REACH Registration Waivers

Test data requirements for REACH – use of Waivers and alternative to testing

REACH registration does not require test data on all endpoints – it is sufficient to provide justified waivers or use justifiable alternatives.  Annex XI of REACH makes this very clear.

Waivers for testing or use of non-laboratory data for hazard assessment (Chemical Safety Assessment) must be considered before performing new tests; this is especially important to avoid unnecessary animal testing.

Denehurst can provide services to reduce the impact of laboratory testing by assessing potential for waivers or use of non-laboratory data

Link to Laboratory Testing  page

Link to Animal Testing policy 

Waivers

It is not necessary to perform expensive laboratory tests for every endpoint listed.  There is no obligation to perform every test on the lists provided in Annexes VII – X of REACH and within these Annexes, reasons for waivers are provided. Note that Annex XI of REACH describes how waivers and alternatives to testing can be considered.

Denehurst can help registrants with the justification for waivers or to help justify read-across and models to avoid excessive laboratory testing. There is an ethical requirement to minimise animal testing and it is important not to be drawn into testing on the basis that ‘it is only a couple of thousand Euros for each registrants, so may as well get it done’.  As long as a waiver is thought through and can be justified, the worst that can happen in the future is that ECHA will ask for further justification or perhaps testing; registrants will be given time to do this and while new work is being performed, supply can continue.  

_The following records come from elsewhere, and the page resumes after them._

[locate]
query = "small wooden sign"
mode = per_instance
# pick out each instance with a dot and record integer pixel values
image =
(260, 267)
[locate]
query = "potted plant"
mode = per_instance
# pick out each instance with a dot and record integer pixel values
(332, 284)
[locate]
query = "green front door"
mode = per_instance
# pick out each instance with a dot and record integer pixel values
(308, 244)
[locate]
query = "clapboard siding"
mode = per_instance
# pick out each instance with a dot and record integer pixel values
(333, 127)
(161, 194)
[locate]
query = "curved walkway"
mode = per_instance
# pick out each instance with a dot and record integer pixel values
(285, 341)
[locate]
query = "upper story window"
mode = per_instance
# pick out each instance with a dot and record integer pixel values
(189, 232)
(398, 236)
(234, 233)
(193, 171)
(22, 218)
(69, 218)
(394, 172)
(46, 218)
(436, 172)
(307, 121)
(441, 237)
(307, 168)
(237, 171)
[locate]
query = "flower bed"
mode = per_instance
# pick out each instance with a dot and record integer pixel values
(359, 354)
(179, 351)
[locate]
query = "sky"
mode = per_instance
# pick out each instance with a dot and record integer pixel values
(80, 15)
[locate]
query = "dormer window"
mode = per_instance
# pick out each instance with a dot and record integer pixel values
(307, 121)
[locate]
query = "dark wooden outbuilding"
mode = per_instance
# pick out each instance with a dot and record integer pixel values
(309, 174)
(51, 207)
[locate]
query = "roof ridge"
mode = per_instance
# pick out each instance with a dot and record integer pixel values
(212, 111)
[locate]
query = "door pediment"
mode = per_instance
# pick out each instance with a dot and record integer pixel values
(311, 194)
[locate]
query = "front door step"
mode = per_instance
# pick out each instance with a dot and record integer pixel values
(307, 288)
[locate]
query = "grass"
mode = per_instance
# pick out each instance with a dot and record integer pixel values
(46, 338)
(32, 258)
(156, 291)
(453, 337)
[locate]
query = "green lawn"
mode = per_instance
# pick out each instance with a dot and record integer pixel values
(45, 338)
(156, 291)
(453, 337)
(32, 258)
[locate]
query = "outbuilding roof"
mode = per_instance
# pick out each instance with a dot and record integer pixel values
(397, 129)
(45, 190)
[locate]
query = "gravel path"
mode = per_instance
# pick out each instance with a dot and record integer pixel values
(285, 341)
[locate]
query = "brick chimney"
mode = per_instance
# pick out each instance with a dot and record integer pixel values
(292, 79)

In the absence of existing data, IUCLID data summary sections provide an opportunity for registrants to request waivers based on

  • Study technically not feasible
  • Study scientifically unjustified
  • Exposure considerations
  • Other justification

Whatever type of Waiver is selected, the IUCLID system that required a justification. These are generally sensible, but sometimes no suitable option is provided and ‘other’ needs to be selected and explained in the text field.

If using the ‘other’ option, this will alert the Regulatory Agencies and this part of the dossier will be scrutinised – for EU REACH, ECHA need a lot of convincing in some cases that anything other than a pre-listed option in the IUCLID justification is acceptable.

There are many examples of when waivers will apply, but these will be especially applicable for industrial uses of substances.  The most extreme set of ‘waivers’ is the supply of intermediates under strictly controlled conditions and in these cases, data requirements are limited; however, if failing to meet ‘strictly controlled’, but there is still reasonable level of control, reduced testing is possible.